Köln | Gravierende Fehler bei Planung und Überwachung führten zum Chaos bei der Sanierung von Schauspiel und Oper. Das hat ein jetzt veröffentlichtes Gutachten ergeben. Bernd Streitberger, technischer Betriebsleiter der städtischen Bühnen, hat in der Sitzung des Kulturausschusses gestern schon erste Konsequenzen verkündet. Nun spricht auch die Kölner Politik:

SPD Köln: „Erst planen, dann bauen“

Die SPD Köln sei sich sicher: Das Gutachten zu Fehlern bei der Bühnensanierung bestätige die Kritikpunkte der Kölner Sozialdemokraten. Die Stadt muss für die Zukunft aus den Fehlern lernen.

Professor Klaus Schäfer, kulturpolitischer Sprecher der SPD-Fraktion, fühle sich bestätigt: „Wir werden uns das Gutachten sorgfältig anschauen. Der erste Blick aber zeigt: Wir lagen mit unserer Vermutung richtig, dass das Projekt mit einer derart fehlerhaften Planung gar nicht zu einem Erfolg geführt werden konnte. Wir haben es jetzt schwarz auf weiß: Wenn sich die Verantwortlichen nicht an den Grundsatz ‚Erst planen, dann bauen!‘ halten, gehen solche Großprojekte schief. Umso mehr müssen wir darauf achten, dass bei der Neuaufstellung der Bühnensanierung erst sorgfältig geplant und dann gebaut wird.
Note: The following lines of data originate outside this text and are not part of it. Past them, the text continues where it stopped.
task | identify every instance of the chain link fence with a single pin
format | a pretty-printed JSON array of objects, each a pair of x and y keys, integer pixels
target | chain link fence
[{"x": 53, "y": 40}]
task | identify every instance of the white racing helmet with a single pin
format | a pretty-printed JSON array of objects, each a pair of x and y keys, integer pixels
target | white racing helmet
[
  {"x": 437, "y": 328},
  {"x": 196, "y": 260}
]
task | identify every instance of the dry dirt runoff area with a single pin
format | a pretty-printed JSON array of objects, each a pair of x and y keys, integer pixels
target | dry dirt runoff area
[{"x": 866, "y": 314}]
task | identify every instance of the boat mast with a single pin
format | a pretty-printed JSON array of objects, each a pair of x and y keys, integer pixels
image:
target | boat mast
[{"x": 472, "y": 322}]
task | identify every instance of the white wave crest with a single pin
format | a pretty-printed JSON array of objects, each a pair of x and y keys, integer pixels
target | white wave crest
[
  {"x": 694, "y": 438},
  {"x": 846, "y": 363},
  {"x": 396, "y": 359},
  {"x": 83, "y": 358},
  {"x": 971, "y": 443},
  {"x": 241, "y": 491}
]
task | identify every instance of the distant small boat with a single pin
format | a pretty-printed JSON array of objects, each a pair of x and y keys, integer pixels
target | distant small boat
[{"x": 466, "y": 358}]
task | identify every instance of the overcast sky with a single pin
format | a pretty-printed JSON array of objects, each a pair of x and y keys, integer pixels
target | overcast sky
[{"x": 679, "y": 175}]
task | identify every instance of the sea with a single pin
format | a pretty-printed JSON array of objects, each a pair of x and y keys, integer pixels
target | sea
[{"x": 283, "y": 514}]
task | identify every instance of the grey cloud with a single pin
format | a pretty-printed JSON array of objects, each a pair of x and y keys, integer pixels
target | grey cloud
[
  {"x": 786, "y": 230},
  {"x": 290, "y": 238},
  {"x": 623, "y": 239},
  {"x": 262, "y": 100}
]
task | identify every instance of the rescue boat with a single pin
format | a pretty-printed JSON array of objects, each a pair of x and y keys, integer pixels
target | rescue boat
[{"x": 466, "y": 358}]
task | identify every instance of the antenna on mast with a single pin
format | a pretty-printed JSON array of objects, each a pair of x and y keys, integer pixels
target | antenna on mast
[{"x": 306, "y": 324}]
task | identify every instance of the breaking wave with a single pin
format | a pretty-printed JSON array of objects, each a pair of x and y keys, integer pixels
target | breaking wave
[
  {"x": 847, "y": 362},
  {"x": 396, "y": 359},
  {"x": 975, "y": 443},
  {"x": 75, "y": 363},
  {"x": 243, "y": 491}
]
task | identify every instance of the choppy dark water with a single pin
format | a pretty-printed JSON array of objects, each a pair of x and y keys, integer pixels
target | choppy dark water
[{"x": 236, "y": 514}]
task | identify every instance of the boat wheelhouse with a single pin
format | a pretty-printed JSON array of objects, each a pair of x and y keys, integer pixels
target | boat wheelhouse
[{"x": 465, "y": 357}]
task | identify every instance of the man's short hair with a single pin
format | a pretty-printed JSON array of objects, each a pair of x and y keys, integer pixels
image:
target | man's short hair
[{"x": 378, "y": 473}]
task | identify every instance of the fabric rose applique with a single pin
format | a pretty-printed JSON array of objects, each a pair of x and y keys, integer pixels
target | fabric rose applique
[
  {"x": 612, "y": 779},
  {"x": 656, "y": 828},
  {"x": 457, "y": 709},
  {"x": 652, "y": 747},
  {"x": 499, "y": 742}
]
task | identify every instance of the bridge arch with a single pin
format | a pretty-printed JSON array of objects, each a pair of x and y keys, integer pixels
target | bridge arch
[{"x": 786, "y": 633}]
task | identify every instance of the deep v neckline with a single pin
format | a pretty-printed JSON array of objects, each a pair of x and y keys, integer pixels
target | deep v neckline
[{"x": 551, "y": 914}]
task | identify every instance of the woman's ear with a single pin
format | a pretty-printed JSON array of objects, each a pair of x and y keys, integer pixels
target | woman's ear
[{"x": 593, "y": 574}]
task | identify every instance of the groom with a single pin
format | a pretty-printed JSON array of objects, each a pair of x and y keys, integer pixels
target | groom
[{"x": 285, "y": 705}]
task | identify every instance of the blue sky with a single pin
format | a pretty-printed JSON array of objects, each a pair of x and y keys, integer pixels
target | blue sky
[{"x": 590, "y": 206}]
Sorgfalt steht vor dem Druck einer früheren Wiedereröffnung! Es dürfen nicht erneut Planungsphasen zusammengestrichen und Bauarbeiten vorzeitig begonnen werden.“

Fraktionschef Martin Börschel ergänzt zum Bühnen-Gutachten: „Wir haben im Juli noch einmal eindringlich die Prüfung möglicher Alternativen zur Bühnensanierung am Offenbachplatz gefordert – zurecht, wie wir jetzt bestätigt werden. So wie das Projekt nun geführt wird, laufen die Verantwortlichen wieder in die gleiche Falle wie beim letzten Mal. Als Betriebsleiter der städtischen Gebäudewirtschaft war Bernd Streitberger damals dafür verantwortlich, dass die Planungen mangelhaft aufgesetzt und dann auch nicht eng genug begleitet wurden. Als nun verantwortlicher Betriebsleiter der Bühnen fordern wir Herrn Streitberger auf, sich an die Empfehlung der Gutachter zu halten und erst zu planen, dann zu bauen. Zentrale Fehler der Vergangenheit dürfen sich jetzt nicht wiederholen – weder am Offenbachplatz, noch an einem möglichen Alternativstandort.“

Linke Köln: „Verwaltung soll Politik alle Infos zur Verfügung stellen“

Gisela Stahlhofen, kulturpolitische Sprecherin der Linken, soll beim gestrigen Kulturausschuss nach der Prüfung des Areals der Halle Kalk gefragt haben. In einer schriftlichen Stellungnahme der Linken heißt es, dass Streitberger jegliche Prüfung für Kalk abgelehnt hätte: „Die Verwaltung muss der Politik alle gewünschten Informationen zur Verfügung stellen, damit diese ihre Kontrollfunktion ausüben kann“, so Stahlhofen schriftlich. Die Verwaltung blockiere mit ihrer Verweigerungshaltung eine weitere nachhaltige Möglichkeit auf eigenem Boden einen Eigenbetrieb zu bauen, so die Linken.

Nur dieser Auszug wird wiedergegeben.